An increasingly pressing question for employers is whether they can ask employees whether they have been vaccinated, whether they can only allow vaccinated employees back to the office, or whether they can provide extra paid days off to those who have a health insurance card. Although the data protection authority has issued guidelines on the subject, the answer to most questions is still not clear.
According to the regulation, various service providers that are currently only open to those with a health insurance card – such as restaurants, hotels, gyms, cinemas – can only ask guests to show the card (or the mobile application), but they are expressly prohibited from any further data processing – i.e. recording or making a copy of the card data.
Persons with a protection card can therefore clearly enjoy certain benefits, but service providers are not entitled to process protection-related data. The question therefore arises as to whether the same applies to employers?
The National Authority for Data Protection and Freedom of Information (NAIH) has addressed this issue in a highly controversial and rather ambiguous guideline. The data protection authority concluded that employers can ask their employees whether they are protected against COVID-19, but only in very limited circumstances and only if certain conditions are met. While the guideline provides the necessary clarity on certain issues, much remains unclear, and the guideline itself emphasises that it applies mainly to employees in employment relationships and not to other legal relationships (e.g. those employed under a contract of employment). It also points to the need for a uniform, statutory approach to the issue.

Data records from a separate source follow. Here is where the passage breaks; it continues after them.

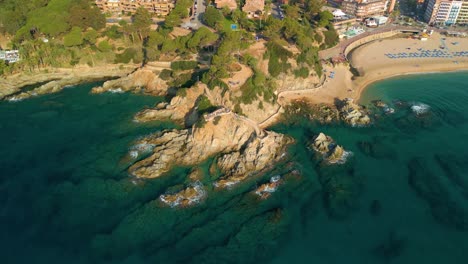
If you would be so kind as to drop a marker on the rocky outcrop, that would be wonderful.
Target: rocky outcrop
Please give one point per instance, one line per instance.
(176, 110)
(352, 113)
(241, 151)
(326, 146)
(144, 80)
(21, 86)
(266, 189)
(189, 196)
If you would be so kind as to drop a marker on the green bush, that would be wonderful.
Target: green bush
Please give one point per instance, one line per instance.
(204, 105)
(274, 66)
(318, 38)
(303, 72)
(183, 65)
(128, 55)
(331, 37)
(165, 74)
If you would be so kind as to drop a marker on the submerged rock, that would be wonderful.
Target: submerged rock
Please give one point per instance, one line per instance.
(376, 148)
(391, 248)
(143, 79)
(177, 110)
(266, 189)
(352, 113)
(323, 144)
(341, 189)
(326, 146)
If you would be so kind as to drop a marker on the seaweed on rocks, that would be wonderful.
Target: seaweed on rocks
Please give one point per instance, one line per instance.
(455, 170)
(375, 208)
(445, 208)
(341, 189)
(376, 149)
(391, 247)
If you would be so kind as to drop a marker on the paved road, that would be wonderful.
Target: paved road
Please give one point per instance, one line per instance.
(195, 21)
(339, 49)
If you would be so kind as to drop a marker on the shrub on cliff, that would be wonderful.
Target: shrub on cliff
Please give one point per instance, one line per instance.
(331, 37)
(128, 55)
(104, 46)
(183, 65)
(165, 74)
(74, 38)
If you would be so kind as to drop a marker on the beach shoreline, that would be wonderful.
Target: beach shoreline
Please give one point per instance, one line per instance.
(361, 85)
(14, 84)
(383, 59)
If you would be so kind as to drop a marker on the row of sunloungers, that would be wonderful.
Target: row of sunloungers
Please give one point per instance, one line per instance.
(427, 54)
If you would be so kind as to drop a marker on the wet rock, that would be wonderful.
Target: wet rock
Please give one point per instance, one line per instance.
(323, 143)
(266, 189)
(142, 79)
(235, 141)
(190, 196)
(341, 189)
(376, 148)
(326, 146)
(455, 168)
(391, 248)
(375, 208)
(352, 113)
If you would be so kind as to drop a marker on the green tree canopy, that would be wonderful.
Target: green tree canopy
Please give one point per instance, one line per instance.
(142, 22)
(324, 18)
(73, 38)
(85, 15)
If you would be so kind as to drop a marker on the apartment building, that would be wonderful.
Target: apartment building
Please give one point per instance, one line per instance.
(157, 7)
(446, 12)
(364, 8)
(462, 18)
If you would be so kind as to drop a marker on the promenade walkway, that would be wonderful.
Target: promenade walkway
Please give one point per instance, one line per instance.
(339, 50)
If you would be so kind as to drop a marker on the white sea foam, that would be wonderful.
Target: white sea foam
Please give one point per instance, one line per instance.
(344, 158)
(420, 108)
(133, 154)
(275, 178)
(389, 110)
(14, 99)
(200, 194)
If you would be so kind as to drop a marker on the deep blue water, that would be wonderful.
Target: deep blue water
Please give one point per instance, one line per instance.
(65, 196)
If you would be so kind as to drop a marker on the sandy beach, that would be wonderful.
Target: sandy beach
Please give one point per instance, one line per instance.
(383, 59)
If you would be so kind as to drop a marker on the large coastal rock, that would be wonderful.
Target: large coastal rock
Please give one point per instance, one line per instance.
(326, 146)
(242, 151)
(352, 113)
(176, 110)
(143, 79)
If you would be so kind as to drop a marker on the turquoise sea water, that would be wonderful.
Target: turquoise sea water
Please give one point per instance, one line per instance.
(65, 196)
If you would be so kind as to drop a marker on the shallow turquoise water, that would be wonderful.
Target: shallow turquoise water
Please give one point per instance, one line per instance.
(65, 196)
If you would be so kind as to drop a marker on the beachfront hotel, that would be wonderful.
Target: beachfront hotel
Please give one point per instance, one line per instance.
(365, 8)
(157, 7)
(446, 12)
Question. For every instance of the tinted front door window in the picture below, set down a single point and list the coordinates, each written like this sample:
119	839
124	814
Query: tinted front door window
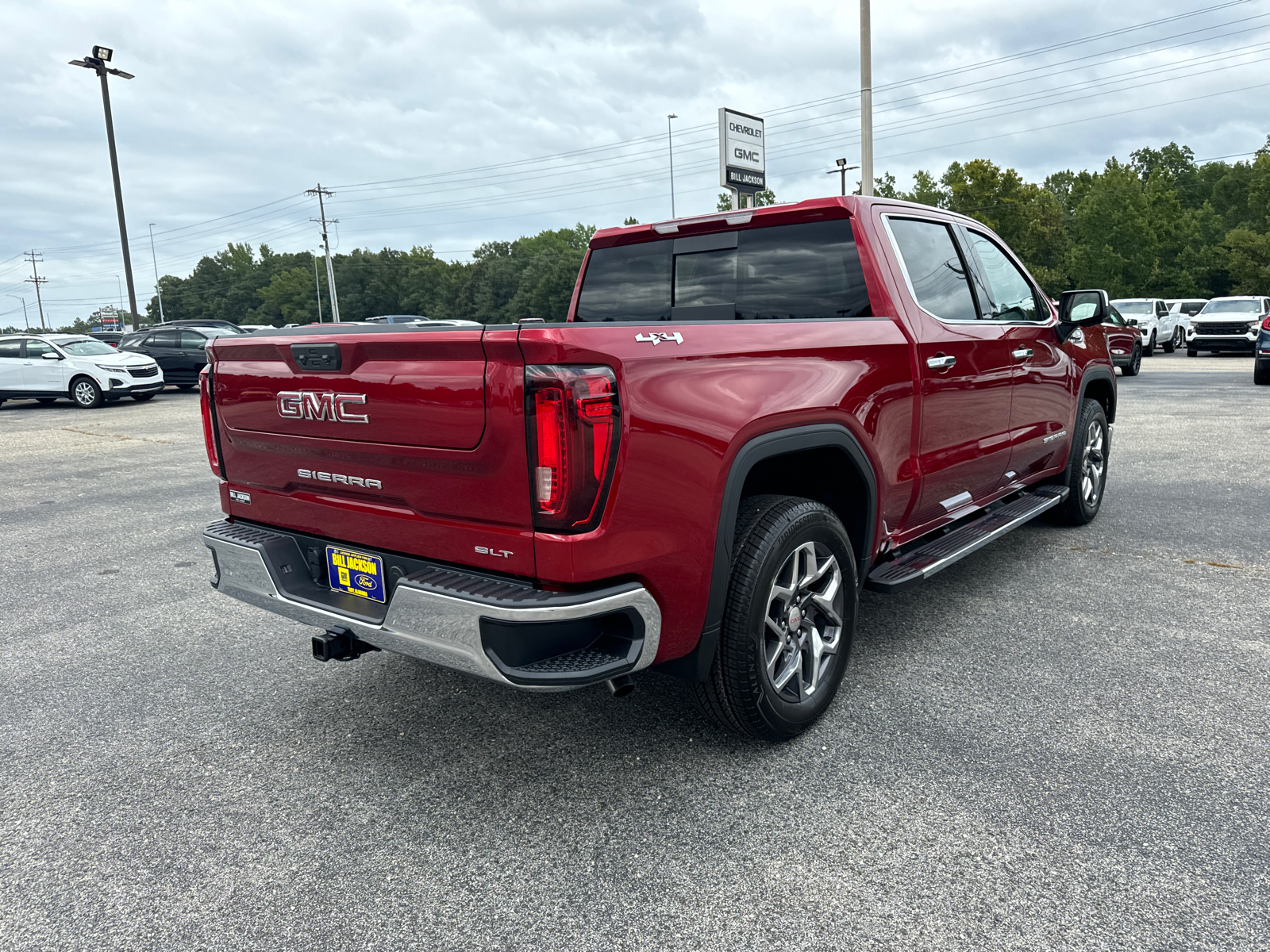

The NAIH made it clear that the processing of this type of health data of employees must be necessary and proportionate and based on a prior, well-documented, objective risk assessment. The existence of necessity must be assessed on a case-by-case basis and, according to the NAIH, only applies to certain high-risk occupations or groups of employees, such as hospital maintenance workers, social workers or employees who meet a lot of customers.
In these cases, knowing the protection status of employees can be crucial to avoid infection of employees, patients and customers. In contrast, the wording of the guidelines suggests that simple office work in most cases qualifies as low-risk work, where necessity can hardly be established.
The NAIH also stressed that data on protection may only be processed for the purpose of fulfilling the relevant employment law obligations, i.e. ensuring health and safety at work, and for work organisation purposes, in order to introduce specific measures. Such measures could include, for example, placing the workstation of the protected employee next to the workstation of the non-protected employee or providing permanent home working for non-protected employees.
This latter proposal is rather strange, as the management of the COVID-19 protection status of office workers – who are the only ones who can reasonably work from home – does not seem to be permissible in most cases under the NAIH guidelines. This calls into question whether office workers are by definition a low-risk group, or whether an objective risk assessment is conceivable that could support the management of protection data by the employer in their case as well.